15) Add export/reporting features

  • Improvement:
    • Export filtered dataset, correlation matrix, and feature-importance JSON/CSV.
    • One-click markdown/PDF report with charts and configuration metadata.

Engineering Quality and Maintainability

16) Add automated tests for core API behaviors

  • Suggested minimal suite:
    • /api/data/load, /api/data/filter, /api/analyze/run, /api/dashboard/summary, /api/query/gemini failure paths.
    • Numeric filter edge cases (min-only/max-only).
    • State isolation once sessionized.

17) Add request/analysis observability

  • Improvement:
    • Structured logging + request IDs.
    • Timing metrics per stage (load/filter/analyze/query).
    • Distinguish user errors (4xx) from pipeline errors (5xx).

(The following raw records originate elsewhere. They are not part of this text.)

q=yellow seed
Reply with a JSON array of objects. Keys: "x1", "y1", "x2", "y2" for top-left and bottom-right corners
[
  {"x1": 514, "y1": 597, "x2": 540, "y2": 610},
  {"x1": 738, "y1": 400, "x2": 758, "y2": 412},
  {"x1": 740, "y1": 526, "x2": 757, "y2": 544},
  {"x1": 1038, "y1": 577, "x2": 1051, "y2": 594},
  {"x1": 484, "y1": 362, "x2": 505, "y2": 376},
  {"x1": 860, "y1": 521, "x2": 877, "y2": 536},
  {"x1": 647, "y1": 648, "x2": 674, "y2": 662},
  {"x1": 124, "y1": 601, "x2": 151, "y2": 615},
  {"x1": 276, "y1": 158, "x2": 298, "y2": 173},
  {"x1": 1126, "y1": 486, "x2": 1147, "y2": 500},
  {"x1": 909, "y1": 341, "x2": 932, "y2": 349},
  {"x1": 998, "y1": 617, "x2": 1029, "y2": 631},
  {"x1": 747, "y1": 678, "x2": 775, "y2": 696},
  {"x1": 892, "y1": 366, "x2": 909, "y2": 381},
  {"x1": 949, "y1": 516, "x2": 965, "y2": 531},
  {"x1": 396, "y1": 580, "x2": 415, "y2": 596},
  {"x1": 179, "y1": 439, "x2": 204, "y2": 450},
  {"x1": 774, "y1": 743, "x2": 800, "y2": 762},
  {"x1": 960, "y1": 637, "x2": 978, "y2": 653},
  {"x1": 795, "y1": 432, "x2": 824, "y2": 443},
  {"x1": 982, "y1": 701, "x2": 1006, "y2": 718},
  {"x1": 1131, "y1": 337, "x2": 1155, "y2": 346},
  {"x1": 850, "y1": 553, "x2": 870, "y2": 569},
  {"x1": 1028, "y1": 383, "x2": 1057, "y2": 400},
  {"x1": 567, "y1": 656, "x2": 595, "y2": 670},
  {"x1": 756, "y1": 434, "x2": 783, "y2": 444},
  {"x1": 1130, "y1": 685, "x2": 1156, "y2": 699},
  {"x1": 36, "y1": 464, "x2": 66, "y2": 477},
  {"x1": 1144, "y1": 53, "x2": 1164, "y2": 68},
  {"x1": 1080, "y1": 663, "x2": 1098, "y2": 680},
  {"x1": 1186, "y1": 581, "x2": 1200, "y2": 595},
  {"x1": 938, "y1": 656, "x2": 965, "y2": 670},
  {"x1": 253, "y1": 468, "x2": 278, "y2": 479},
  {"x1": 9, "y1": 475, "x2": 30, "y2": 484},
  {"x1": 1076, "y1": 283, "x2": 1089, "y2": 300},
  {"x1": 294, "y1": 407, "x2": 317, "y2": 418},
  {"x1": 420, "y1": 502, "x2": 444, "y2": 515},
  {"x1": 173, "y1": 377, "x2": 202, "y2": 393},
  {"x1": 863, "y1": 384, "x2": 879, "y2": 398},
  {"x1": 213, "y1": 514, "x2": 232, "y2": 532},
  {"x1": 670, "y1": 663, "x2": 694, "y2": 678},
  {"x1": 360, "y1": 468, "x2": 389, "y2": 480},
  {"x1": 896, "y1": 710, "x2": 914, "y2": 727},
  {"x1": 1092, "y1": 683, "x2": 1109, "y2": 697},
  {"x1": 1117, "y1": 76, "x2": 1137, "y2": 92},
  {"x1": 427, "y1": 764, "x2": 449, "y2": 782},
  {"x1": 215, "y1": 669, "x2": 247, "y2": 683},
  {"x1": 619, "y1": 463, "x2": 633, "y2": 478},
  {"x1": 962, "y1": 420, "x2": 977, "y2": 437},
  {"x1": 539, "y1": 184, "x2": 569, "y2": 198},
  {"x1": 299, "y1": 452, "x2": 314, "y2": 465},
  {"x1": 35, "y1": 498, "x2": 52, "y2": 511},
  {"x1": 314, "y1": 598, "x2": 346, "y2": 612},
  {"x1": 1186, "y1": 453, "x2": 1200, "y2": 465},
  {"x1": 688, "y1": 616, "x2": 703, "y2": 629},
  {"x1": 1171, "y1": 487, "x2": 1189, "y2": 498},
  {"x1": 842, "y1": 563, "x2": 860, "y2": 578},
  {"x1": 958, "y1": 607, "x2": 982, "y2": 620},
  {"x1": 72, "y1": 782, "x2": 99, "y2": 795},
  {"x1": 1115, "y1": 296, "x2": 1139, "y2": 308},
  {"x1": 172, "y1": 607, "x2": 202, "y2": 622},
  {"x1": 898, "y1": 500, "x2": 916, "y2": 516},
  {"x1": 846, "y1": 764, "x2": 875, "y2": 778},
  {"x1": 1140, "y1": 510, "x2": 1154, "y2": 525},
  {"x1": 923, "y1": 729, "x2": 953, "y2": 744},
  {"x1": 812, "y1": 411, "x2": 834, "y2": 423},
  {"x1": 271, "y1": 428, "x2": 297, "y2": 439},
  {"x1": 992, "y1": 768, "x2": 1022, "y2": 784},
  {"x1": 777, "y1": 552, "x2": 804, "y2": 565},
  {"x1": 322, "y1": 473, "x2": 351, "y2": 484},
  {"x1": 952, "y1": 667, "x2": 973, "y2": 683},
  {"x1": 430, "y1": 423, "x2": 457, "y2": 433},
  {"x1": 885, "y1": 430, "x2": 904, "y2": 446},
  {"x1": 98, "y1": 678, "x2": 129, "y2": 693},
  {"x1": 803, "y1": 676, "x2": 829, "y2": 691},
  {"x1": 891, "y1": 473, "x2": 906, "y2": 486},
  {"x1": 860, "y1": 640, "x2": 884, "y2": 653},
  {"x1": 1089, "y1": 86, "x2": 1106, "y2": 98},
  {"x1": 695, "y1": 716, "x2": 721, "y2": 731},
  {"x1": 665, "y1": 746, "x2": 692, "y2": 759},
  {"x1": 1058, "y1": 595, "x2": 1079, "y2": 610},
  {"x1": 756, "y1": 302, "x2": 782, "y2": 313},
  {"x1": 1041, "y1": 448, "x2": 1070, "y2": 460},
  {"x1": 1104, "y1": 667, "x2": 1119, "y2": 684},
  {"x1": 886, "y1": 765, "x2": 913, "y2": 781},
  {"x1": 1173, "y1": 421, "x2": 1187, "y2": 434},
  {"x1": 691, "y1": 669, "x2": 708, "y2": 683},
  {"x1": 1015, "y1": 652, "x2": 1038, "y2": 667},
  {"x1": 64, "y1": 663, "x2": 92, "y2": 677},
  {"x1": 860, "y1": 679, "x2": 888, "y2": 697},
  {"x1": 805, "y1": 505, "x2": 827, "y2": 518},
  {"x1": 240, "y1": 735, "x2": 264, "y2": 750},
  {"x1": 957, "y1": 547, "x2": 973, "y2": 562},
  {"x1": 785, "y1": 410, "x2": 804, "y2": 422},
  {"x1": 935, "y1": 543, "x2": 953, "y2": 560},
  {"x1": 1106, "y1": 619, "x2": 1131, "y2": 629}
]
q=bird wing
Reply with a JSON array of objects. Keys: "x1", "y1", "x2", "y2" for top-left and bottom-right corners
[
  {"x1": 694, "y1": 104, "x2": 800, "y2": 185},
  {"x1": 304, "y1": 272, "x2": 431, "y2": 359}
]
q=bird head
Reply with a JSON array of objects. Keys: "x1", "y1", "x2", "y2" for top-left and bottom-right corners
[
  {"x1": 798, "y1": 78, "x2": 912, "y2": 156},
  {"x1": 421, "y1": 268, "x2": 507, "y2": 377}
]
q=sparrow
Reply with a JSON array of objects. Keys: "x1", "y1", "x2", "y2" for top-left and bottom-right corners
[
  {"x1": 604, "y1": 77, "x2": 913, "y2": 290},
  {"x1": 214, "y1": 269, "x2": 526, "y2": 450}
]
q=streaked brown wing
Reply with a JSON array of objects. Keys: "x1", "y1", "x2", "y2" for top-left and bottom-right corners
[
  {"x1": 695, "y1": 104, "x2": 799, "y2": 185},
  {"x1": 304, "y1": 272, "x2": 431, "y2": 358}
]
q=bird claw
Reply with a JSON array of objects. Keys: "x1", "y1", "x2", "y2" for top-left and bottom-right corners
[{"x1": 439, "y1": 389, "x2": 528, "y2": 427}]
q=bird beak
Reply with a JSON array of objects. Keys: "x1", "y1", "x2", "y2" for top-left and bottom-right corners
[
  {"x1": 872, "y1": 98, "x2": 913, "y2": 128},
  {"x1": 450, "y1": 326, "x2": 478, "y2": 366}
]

18) Clarify mode separation: demo vs production

  • Improvement:
    • Feature flags/environment variable to select mock vs full analysis backend.
    • UI badges and warning copy to prevent scientific misinterpretation.

Suggested Implementation Order

  1. Fix state isolation and dashboard run-count correctness.
  2. Fix filtering behavior + frontend error surfacing.
  3. Mark current analysis mode as mock and rename misleading outputs.
  4. Add reproducibility/provenance metadata and exports.
  5. Introduce real embedding + clustering + model pipeline behind a feature flag.